Unnamed: 0,City,1st Most Common Venue,2nd Most Common Venue,3rd Most Common Venue,4th Most Common Venue,5th Most Common Venue,6th Most Common Venue,7th Most Common Venue,8th Most Common Venue,9th Most Common Venue
0,Vancouver,Trail,Beach,Scenic Lookout,Sculpture Garden,Lighthouse,National Park,Museum,Fair,Mountain


In [260]:
ottawa_activity_sorted

Unnamed: 0,City,1st Most Common Venue,2nd Most Common Venue,3rd Most Common Venue,4th Most Common Venue,5th Most Common Venue,6th Most Common Venue,7th Most Common Venue,8th Most Common Venue,9th Most Common Venue
0,Ottawa,Museum,History Museum,Historic Site,Science Museum,Memorial Site,Art Museum,Monument / Landmark,Botanical Garden,Zoo


-	Ottawa has relatively limited outdoor activity options.
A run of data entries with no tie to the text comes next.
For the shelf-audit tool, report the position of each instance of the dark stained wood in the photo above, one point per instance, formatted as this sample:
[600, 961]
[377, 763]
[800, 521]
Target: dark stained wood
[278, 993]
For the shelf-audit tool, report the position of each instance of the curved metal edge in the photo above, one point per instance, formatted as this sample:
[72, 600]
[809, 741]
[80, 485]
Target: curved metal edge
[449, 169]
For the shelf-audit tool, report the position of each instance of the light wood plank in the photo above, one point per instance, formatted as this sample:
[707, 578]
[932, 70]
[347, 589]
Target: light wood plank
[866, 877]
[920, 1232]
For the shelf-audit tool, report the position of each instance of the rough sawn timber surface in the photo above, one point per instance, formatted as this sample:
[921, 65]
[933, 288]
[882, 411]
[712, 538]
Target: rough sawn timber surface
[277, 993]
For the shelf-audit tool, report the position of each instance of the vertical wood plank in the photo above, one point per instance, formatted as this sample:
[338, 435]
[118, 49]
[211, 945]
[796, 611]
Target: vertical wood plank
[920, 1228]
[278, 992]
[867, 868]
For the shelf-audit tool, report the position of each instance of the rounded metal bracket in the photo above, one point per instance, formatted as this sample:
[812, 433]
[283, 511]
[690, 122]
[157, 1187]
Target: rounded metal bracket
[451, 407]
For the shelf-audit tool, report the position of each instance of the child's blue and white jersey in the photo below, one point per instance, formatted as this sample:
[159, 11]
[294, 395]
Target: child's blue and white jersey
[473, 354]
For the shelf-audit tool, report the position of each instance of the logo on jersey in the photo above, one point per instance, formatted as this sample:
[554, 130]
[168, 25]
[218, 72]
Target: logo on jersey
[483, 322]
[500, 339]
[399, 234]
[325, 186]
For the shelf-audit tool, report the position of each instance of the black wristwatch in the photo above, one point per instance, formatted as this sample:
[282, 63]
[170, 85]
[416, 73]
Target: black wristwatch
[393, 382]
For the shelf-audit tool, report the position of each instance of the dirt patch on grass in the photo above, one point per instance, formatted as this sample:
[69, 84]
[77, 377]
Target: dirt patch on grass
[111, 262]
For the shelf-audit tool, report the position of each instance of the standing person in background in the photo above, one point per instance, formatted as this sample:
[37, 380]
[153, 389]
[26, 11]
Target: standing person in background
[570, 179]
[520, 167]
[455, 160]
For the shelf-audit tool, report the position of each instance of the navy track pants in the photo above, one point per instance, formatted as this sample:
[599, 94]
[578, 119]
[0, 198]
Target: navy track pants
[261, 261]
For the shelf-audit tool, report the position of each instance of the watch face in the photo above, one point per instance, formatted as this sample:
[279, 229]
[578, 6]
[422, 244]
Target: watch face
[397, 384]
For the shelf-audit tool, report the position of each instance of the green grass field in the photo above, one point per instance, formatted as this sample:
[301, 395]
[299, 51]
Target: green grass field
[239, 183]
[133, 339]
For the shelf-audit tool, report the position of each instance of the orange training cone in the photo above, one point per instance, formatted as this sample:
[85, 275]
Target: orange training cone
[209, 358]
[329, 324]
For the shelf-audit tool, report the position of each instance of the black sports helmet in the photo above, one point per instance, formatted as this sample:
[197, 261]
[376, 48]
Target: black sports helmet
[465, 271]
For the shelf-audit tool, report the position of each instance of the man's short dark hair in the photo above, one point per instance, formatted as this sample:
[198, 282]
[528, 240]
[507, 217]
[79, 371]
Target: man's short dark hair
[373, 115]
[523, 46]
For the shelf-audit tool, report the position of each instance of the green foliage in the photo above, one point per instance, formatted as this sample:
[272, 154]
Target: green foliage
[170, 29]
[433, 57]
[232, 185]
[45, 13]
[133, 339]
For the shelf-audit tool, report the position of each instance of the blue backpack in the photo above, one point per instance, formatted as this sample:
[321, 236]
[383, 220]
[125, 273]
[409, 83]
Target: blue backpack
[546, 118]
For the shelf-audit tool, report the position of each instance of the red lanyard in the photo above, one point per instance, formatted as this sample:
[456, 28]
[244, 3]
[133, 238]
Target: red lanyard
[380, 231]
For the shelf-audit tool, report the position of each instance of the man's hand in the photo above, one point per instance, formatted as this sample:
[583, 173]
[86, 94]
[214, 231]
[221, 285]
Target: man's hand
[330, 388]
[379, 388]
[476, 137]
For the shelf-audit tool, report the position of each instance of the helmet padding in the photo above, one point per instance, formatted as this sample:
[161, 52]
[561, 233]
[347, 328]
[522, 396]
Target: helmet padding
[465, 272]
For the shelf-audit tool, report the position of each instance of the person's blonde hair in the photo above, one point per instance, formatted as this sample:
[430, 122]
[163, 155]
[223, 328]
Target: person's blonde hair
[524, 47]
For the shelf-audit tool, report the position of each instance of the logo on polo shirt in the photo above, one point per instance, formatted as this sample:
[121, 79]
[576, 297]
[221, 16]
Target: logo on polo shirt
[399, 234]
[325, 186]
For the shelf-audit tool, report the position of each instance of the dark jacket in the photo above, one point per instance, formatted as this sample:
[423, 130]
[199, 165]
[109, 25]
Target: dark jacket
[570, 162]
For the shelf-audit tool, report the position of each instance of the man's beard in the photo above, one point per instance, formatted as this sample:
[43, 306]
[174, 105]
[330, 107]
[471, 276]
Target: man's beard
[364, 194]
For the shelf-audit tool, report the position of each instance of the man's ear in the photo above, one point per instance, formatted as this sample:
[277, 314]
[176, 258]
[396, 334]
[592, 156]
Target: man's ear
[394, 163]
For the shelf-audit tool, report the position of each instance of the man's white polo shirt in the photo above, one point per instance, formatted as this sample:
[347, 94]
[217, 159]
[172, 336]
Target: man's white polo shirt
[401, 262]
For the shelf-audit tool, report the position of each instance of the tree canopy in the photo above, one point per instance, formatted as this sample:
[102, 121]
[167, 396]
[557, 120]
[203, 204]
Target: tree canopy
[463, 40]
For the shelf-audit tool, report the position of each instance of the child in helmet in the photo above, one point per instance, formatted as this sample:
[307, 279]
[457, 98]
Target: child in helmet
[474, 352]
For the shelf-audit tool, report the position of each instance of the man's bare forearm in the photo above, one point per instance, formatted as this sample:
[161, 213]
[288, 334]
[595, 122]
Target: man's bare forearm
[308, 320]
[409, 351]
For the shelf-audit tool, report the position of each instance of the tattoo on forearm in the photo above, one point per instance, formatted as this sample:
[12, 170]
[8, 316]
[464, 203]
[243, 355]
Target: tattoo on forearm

There is ample amount of cultural activities in Ottawa such as museums, art, historical sites & etc.
-	There are plenty to look at in the Toronto, in addition to museums and historical sites like Ottawa, Toronto also has more varieties like Castles and Aquariums.
-	In Vancouver, visitors have many outdoor activity options. There are trails, beaches, scenic lookouts, national parks & etc. in Vancouver area.